Marcel tertawa, “Saya nggak apa-apa Sha. Lagian ini juga hari libur saya, saya di rumah nggak ngapa-ngapain.”
“Sama dong,” ucap Sharon dia memakan cakenya lagi.
“Temen kamu kalau masih lama, kamu pulang sama saya aja. Nanti saya anter.”
“Beneran kamu mau anter?”
“Iya beneran.”
“Kalau sayanya males pulang gimana? Nanggung banget masih siang gini mau pulang.”
“Emang kamu mau ke mana?”
“Ke mana ya, enaknya.”
Marcel memandang Sharon dengan serius, “Mau nonton bioskop?”
“Pengennya sih ke pantai gitu di PIK, kayaknya seru.”
“Siang Sha, panas banget di pantai. Kalau sorean dikit nggak apa-apa sih ke sana. Kalau kamu mau lihat laut ya ke rumah saya aja, di belakangnya ada dermaga, duduk duduk di gazebo sambil minum beer.”
“Emang boleh?”
Marcel tertawa, “Kamu emangnya nggak takut saya bawa ke rumah saya?”
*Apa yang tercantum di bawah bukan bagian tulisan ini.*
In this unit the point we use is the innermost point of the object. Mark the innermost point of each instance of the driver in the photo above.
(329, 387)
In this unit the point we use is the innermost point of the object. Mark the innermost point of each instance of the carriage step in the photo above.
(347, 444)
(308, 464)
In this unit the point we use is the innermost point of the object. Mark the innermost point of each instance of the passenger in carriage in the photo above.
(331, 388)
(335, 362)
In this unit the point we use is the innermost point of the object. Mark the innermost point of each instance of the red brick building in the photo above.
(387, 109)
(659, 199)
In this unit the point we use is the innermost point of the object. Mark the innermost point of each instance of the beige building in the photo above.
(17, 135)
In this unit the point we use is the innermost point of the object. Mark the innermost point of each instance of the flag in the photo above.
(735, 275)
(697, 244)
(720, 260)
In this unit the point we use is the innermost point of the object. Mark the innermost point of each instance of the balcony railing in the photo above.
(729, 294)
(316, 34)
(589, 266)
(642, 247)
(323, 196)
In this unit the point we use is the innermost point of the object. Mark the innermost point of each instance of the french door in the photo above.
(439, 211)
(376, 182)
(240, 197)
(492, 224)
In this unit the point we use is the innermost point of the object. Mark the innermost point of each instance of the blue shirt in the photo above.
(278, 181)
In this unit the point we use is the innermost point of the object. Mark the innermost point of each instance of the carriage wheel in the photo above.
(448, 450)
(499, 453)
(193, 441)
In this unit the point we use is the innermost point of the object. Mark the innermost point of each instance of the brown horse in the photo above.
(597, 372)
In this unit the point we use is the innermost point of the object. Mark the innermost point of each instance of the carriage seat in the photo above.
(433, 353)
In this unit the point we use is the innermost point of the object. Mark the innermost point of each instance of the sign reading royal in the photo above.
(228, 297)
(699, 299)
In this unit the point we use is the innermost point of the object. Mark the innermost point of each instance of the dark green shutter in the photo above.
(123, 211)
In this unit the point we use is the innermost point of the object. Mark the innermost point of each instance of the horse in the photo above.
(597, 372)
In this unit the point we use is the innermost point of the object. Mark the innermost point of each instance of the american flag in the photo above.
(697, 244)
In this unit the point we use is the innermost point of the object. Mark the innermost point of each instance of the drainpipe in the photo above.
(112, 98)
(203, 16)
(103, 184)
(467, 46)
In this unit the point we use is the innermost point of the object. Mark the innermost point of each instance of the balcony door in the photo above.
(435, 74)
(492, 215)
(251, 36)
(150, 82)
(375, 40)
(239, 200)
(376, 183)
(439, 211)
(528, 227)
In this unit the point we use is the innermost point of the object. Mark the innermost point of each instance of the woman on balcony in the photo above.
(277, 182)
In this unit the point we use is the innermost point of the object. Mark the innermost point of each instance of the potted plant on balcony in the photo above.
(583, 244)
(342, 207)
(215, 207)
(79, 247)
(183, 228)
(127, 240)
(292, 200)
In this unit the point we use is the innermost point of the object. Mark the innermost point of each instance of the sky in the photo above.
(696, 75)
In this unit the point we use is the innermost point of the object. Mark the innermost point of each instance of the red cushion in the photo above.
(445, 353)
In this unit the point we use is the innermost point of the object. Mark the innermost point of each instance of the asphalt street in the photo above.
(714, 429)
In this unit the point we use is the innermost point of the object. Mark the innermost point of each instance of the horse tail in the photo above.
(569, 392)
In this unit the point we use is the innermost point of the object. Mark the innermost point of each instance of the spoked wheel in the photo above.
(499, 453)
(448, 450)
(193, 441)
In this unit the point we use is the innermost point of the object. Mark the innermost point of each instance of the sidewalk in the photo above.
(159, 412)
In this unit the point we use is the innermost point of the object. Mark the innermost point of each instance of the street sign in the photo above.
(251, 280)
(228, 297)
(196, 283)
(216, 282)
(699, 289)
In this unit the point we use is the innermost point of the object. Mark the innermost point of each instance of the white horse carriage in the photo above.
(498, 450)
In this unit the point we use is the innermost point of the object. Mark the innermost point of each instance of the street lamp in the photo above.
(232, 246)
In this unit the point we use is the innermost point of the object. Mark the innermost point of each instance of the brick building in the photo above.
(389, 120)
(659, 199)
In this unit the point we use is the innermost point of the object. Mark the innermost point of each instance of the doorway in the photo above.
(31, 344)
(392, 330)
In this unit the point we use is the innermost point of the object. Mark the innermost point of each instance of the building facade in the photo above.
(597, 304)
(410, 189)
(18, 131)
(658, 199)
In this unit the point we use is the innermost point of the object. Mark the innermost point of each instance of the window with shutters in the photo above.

“Emangnya kamu mau apain saya sampe saya takut?”
“Kita baru kenal loh Sha, kalau misalnya saya orang jahat gimana?”
“Dokter spesialis nggak ada yang jahat, beliau mengayomi masyarakat,” ucap Sharon.
Marcel yang mendengar itu lalu tertawa, “Yakin nih?”
“Kamu yakin nggak?”
“Kalau saya sih ayok aja, kalaupun terjadi buka-bukaan baju, sama-sama enak kan.”
“Marcel!”
Marcel lalu tertawa geli, dia beranjak dari duduknya, namun Sharon masih tertahan di kursi, “Jadi nggak?”
Sharon menatap Marcel, ia menelan ludah, “Oke.”